I say "generally" because Oracle is adamant that it in fact is the biggest cloud vendor out there. This assertion is one of a host made by Oracle founder Larry Ellison who, in his best Trump-esque style, suggested that Amazon is slower than Oracle, that its tech is out of date, and that it is "more closed than an IBM mainframe." Lovely.

So one would have thought that, since Oracle is so sure of the superiority of its own cloud offering, it would simply let the market flock to it in waves ready to lap it up, and that no strong-arm approaches would be required to attract customers.

Not so, it would seem.

You see, the latest licensing approach is a technical piece of legalese, but the upshot of it is that for many customers bringing Oracle licensing onto AWS or Azure infrastructure, the licensing cost will significantly grow – in some cases to double what it was previously. Essentially, Oracle raised prices for its customers and created a disincentive to move to AWS or Azure.
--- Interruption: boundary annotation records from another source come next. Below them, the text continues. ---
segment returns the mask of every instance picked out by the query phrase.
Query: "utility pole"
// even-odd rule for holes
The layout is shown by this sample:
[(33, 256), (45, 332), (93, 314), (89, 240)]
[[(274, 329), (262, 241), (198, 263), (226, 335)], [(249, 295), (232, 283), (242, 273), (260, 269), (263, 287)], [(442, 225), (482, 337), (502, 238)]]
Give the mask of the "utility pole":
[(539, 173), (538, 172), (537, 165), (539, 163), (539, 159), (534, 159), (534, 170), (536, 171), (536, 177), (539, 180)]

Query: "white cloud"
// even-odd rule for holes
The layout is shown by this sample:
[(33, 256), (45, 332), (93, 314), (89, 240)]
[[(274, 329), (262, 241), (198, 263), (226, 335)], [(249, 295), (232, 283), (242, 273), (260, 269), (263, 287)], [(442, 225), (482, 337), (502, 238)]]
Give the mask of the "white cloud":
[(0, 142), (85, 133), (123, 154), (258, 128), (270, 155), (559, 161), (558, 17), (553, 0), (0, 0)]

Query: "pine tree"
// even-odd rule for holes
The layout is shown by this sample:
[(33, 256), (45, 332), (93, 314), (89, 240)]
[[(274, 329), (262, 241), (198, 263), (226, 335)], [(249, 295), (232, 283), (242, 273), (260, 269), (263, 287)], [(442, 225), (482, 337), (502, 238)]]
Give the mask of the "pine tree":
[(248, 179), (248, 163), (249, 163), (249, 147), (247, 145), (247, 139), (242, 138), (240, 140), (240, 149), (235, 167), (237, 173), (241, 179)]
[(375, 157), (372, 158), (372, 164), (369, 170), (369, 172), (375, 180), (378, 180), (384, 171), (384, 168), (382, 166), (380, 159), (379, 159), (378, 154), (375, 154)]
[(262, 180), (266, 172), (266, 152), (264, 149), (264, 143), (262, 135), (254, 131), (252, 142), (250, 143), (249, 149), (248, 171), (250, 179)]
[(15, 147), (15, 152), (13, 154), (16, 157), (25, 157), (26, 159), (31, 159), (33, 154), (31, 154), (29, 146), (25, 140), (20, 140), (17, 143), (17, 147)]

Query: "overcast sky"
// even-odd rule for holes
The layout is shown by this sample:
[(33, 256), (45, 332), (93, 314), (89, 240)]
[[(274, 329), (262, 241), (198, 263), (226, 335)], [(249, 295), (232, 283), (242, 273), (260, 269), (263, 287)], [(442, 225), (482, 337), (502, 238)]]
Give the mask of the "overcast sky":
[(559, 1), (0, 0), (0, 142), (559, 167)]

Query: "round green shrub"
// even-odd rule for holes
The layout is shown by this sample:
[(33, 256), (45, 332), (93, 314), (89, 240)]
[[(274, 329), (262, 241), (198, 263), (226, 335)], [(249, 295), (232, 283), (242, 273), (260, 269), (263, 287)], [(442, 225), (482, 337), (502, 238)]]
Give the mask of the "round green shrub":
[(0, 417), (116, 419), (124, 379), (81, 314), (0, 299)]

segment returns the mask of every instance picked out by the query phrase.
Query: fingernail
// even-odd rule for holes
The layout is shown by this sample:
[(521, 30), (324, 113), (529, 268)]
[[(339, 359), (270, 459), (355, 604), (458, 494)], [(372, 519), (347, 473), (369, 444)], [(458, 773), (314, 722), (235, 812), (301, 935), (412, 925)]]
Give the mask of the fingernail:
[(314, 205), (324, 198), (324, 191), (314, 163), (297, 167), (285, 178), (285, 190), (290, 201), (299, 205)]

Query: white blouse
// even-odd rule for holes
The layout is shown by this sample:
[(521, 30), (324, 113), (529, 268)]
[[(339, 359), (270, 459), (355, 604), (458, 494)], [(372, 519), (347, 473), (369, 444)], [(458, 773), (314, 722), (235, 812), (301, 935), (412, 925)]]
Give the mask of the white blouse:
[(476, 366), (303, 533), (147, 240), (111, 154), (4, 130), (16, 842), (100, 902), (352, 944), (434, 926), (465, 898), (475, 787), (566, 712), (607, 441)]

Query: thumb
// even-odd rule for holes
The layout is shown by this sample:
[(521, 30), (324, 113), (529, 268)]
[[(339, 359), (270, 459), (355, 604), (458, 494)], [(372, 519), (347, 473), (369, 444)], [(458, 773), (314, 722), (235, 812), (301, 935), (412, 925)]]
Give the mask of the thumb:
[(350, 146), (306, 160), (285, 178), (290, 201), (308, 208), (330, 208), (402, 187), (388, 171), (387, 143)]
And this isn't a standalone occurrence -- it has happened before, and Oracle seems to love using complex and confusing licensing policies as a tool to keep customers and get them to pay them more cash. Which, unless you'd seen the history, would come across as surprising. Oracle's story is all about its commitment to cloud and having the "cheapest" cloud option.

But what is going on behind the scenes shows that the company is really still fighting a growing customer trend. 

The real issue here for Oracle is that these predatory and obnoxious moves do nothing to build the credibility or market perception of its own cloud offerings. It's hard not to make the assessment that, in the absence of innovation and customer-centric progress, the company resorts to commercial and legal levers to keep its revenue stream.

Of course, these moves may have unintended consequences, as Jim Mlodgenski, CTO with database consulting firm OpenSCG, points out.

"Oracle's move here may backfire and have the opposite effect by giving customers a reason -- and a sense of urgency -- to accelerate their migration plans," he said. "Customers have viable alternatives to Oracle and database migrations aren't the impossible task they once were. PostgreSQL is a mature, enterprise-grade option without the huge license fees and annual maintenance plans (used by companies like GE and Morgan Stanley).

"Since Oracle's license policy announcement, we've seen an increase in customers interested in moving off of Oracle to other options like PostgreSQL and Aurora," he continued. "We have done many migrations for customers from Oracle, including more involved projects with large stored procedures and business logic in the database or SQL and C-api calls embedded throughout the application code. In many cases, customers see their payback -- from Oracle licenses savings alone -- in six to 12 months, and always it's less than two years."

Meanwhile, customers vote with their checkbooks or requisition forms. In 2016 alone, 16,000 customers used AWS's Database Migration Service, and many of those came from Oracle -- it seems like the stunts that Ellison is pulling on his customers aren't working as well as he'd wish.

Someone needs to come up with a script and sell it to Hollywood. Life certainly imitates art, and Ellison really is a modern day Godfather. A technological genius -- but one who "knows people."